Insights into ROL-driven and ROS-mediated metalloid oxidation and sequestration in the soil-rice iron barrier system.

This study investigated how reactive oxygen species (ROS) mediated by radial oxygen loss (ROL) function in arsenic (As) remediation through soil-rice iron barriers. Using high- and low-ROL rice varieties combined with zero-valent iron (ZVI) and steel slag amendments, As transformation pathways at soil-root interfaces were examined. ZVI increased soil amorphous Fe content by 22.8 %-49.3 % and iron plaque Fe by 59.9 %, while steel slag increased iron plaque weakly crystalline Fe by 62.4 %. Despite higher ROL, minimal As(III) oxidation occurred in rhizosphere compared to bulk soil due to counteracting effects of Fe(III)-reducing bacterial activity. However, substantial oxidation occurred on root surfaces, with As(V)/total As proportion reaching 59.3 %-74.3 %, attributed to hydroxyl radical accumulation driven by iron plaque thickening and amorphous Fe enrichment.

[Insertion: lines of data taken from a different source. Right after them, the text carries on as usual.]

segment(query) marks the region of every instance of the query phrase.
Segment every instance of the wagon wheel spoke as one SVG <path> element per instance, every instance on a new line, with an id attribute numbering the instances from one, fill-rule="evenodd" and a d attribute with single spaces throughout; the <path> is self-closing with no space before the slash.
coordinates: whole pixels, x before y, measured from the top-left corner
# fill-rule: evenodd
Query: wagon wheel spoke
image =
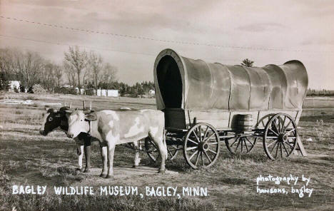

In situ visualization using ROS-capturing membranes confirmed strong ROS accumulation specifically at root surfaces with negligible signals in surrounding soil. Path analysis established a positive relationship between hydroxyl radical production and As(V) proportion at iron plaque interfaces (path coefficient = 0.74, p < 0.01), which indirectly reduced grain inorganic As. These findings elucidate the critical role of localized ROS processes in As immobilization and provide a mechanistic foundation for developing effective rhizosphere-targeted remediation strategies in contaminated paddy systems.